Newcastle East and Wallsend Labour MP Nick Brown said: "It is certainly a very sad day for the Labour party.
"We have lost some very experienced and very hard-working public representatives and I feel very, very sad about that indeed and sad for them personally but also sad for the city of Newcastle."
He said the Liberal Democrats had campaigned on the issue of the war in the Iraq. He said he believed Conservative voters had voted tactically against Labour.
But Newcastle Liberal Democrat leader Peter Arnold said he believed there were a number of reasons for Labour's defeat.
Mr Kennedy visited Newcastle on Friday
He said: "The quality of services in Newcastle have suffered. I think the war in Iraq is a factor in why Labour lost and could be the reason for many of their supporters either voting for someone else or not at all.
"If there was a slogan to describe Labour in Newcastle it would be, 'not a very good local council and not very good services'."

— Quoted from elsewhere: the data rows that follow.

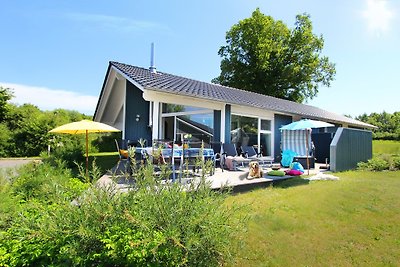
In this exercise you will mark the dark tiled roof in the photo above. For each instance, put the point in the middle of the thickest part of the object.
(165, 82)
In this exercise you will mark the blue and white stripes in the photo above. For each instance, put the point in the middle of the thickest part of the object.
(295, 140)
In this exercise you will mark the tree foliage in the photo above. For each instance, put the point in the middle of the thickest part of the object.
(388, 124)
(5, 96)
(263, 55)
(24, 128)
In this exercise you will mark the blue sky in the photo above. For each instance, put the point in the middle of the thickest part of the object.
(55, 54)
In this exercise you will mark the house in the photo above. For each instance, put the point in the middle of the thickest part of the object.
(149, 104)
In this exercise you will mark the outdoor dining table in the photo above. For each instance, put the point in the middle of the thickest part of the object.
(178, 153)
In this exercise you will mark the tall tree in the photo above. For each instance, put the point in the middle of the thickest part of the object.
(265, 56)
(5, 96)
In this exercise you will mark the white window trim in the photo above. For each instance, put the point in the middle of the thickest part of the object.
(259, 118)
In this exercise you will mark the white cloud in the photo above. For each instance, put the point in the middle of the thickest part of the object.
(50, 99)
(119, 24)
(378, 16)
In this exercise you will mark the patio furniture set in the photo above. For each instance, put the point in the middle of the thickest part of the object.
(187, 156)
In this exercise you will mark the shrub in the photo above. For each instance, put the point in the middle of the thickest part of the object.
(396, 163)
(154, 224)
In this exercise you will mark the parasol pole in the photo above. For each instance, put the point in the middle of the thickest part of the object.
(308, 161)
(87, 154)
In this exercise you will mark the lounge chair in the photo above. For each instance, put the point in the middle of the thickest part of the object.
(250, 153)
(218, 157)
(123, 165)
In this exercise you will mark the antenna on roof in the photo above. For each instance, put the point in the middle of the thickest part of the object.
(152, 68)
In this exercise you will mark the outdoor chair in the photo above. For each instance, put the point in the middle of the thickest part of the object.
(217, 148)
(123, 165)
(250, 153)
(231, 157)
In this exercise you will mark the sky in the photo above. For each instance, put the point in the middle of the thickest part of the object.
(55, 54)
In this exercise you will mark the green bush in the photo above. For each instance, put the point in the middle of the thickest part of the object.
(396, 163)
(154, 224)
(69, 151)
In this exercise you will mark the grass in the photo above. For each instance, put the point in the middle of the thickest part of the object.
(353, 221)
(385, 147)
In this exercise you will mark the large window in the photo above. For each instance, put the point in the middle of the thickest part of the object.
(251, 131)
(178, 120)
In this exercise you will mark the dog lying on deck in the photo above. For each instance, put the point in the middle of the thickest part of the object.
(255, 170)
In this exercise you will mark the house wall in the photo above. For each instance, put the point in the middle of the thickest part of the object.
(228, 123)
(348, 147)
(136, 105)
(217, 125)
(280, 120)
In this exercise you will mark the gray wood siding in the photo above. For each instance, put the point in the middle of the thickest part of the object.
(279, 120)
(227, 123)
(217, 126)
(348, 147)
(136, 105)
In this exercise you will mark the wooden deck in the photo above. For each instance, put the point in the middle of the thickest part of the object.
(234, 179)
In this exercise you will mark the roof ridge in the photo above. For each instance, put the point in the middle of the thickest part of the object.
(231, 95)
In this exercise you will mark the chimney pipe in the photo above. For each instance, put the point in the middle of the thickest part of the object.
(152, 68)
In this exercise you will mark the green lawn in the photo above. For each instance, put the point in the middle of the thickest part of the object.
(353, 221)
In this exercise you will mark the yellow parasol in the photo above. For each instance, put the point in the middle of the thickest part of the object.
(85, 126)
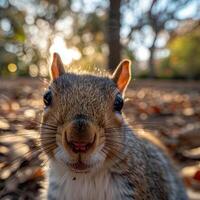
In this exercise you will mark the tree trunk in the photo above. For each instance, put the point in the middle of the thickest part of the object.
(113, 37)
(151, 64)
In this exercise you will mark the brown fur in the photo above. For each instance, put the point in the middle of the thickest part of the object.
(141, 166)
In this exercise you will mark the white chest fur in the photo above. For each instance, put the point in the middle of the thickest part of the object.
(64, 185)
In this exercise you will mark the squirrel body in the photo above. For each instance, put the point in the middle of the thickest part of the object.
(93, 152)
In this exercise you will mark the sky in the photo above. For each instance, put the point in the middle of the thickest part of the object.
(42, 32)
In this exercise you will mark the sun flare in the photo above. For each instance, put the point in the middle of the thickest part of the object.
(67, 54)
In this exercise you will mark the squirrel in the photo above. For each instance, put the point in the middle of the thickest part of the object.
(92, 151)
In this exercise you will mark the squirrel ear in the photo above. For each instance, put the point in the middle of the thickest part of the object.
(122, 75)
(57, 67)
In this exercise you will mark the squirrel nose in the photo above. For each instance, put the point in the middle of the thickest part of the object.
(80, 136)
(78, 147)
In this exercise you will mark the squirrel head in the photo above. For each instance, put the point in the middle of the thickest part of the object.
(82, 117)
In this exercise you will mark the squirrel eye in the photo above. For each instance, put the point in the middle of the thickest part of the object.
(118, 104)
(47, 98)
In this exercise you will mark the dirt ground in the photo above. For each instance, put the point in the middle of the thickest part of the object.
(167, 109)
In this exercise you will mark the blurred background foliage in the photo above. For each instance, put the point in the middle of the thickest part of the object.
(162, 37)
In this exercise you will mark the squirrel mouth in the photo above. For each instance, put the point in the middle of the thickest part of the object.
(79, 167)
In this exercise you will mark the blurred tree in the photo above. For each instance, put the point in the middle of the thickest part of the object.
(183, 61)
(158, 16)
(113, 36)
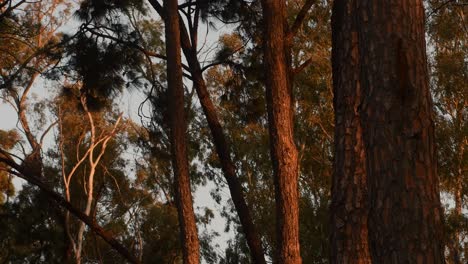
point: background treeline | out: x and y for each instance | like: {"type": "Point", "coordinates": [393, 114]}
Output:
{"type": "Point", "coordinates": [99, 181]}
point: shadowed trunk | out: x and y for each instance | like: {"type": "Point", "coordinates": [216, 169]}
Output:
{"type": "Point", "coordinates": [405, 217]}
{"type": "Point", "coordinates": [349, 206]}
{"type": "Point", "coordinates": [280, 108]}
{"type": "Point", "coordinates": [178, 126]}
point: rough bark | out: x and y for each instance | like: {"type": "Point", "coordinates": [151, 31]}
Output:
{"type": "Point", "coordinates": [178, 126]}
{"type": "Point", "coordinates": [222, 145]}
{"type": "Point", "coordinates": [349, 207]}
{"type": "Point", "coordinates": [398, 131]}
{"type": "Point", "coordinates": [284, 153]}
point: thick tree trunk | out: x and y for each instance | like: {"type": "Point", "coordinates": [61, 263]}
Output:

Liberal Democrat Leader Charles Kennedy arrived in the city in the afternoon to congratulate his party. He said voters in Newcastle had given the party great trust and said they would not let them down.
In Gateshead, Labour kept control of the council, although it lost three seats, while the Liberal Democrats gained three.
The new council will be made up of 43 Labour seats, 22 Liberal Democrats and one Liberal.
In North Tyneside, the council remained under no overall control. The Conservative gained six seats, while Labour lost three and the Liberal Democrats lost one.
In South Tyneside, there was no change with Labour retaining overall control. The new council will be made up of 35 Labour seats, 12 Independents, four Liberal Democrats and three Conservatives.
Votes have also been cast for the European elections and the results of these are due to be announced on Sunday night.